Dating all the way back to 1930, Nancy Drew in all her incarnations has been a young amateur sleuth, child of a successful lawyer (Carson Drew) and whose mother died at a young age. She has two friends, Bess Marvin and George Fayne, who often help her in her investigations. Bess is highly feminine and often shows fear; George (a girl, despite the name) is a tomboy and more prone to confrontation. Nancy sits between them, neither as aggressive as George nor stereotypically feminine as Bess, and both smarter and more capable overall than either.

I first encountered Nancy Drew in a bookstore – I think I'd been brought there by my father – at around the age of 9 or 10. I saw there was this series of books with bright yellow covers, found the one with the #1, and bought The Secret of the Old Clock.

I immediately took to Nancy. Here was a girl who would risk herself to help other people, and did it with panache and kindness. I began to accumulate the other volumes of the series, until I reached a total of 50 or more – all that were available at the time.

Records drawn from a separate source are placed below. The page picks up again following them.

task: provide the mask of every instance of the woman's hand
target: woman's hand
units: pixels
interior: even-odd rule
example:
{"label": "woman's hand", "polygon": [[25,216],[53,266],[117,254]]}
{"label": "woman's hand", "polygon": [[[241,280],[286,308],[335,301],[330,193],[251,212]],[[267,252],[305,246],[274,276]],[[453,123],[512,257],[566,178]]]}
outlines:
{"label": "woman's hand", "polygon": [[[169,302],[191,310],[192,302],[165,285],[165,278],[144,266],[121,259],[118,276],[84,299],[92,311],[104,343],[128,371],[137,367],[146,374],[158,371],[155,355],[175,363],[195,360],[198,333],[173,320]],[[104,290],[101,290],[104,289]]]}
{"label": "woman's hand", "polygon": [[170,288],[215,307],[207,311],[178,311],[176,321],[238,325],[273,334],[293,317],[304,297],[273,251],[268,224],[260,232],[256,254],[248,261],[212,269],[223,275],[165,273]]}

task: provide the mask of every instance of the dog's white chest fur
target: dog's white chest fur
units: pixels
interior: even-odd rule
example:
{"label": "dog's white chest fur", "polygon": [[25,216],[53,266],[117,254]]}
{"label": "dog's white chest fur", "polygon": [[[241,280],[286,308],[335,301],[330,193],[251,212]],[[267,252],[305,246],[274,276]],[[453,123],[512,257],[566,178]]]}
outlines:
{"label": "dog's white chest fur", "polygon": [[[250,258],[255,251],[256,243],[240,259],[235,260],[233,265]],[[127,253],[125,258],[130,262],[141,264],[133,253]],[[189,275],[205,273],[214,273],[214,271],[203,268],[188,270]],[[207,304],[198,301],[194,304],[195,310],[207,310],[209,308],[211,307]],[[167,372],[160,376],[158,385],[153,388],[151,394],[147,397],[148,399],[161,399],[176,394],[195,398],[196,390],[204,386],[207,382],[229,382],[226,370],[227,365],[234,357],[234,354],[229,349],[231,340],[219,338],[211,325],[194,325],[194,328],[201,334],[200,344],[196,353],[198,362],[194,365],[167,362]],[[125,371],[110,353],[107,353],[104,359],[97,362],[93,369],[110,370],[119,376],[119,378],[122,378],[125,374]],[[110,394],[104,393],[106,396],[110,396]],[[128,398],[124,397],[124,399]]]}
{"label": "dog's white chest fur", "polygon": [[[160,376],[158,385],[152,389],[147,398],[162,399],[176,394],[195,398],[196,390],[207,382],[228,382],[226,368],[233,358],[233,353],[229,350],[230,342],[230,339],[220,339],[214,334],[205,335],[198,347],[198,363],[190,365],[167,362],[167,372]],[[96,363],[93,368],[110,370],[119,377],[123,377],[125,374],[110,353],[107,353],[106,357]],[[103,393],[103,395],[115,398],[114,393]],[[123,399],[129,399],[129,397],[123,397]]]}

Throughout all of these volumes, I continued to be impressed by Nancy's constant devotion to the truth. The Titian-haired teenager (to use one of the common descriptions of Nancy, which introduced me to the word "Titian") takes a positive joy in finding an apparently intractable mystery – a haunting, disappearing valuables, an inexplicable interest by strangers in some trivial object – and tracing the clues to a complete explanation, even risking her life and limb in the process – for the various kidnappers, thieves, and blackmailers she confronts will often stop at little to prevent her from tampering with their plans.

When I found the old version of The Hidden Staircase, I was in for something of a shock. Not only was the setting rather different (after all, it was the 1930s versus the late 1950s-60s!) but also the book was drastically changed. I had previously had no idea that there were different versions – but there were. In a way, I found that to be a wonderful thing – it meant that there were more adventures of Nancy to read which would let me see how things changed through the years – but it was also annoying in that it meant someone had decided the early ones weren't good enough for some reason.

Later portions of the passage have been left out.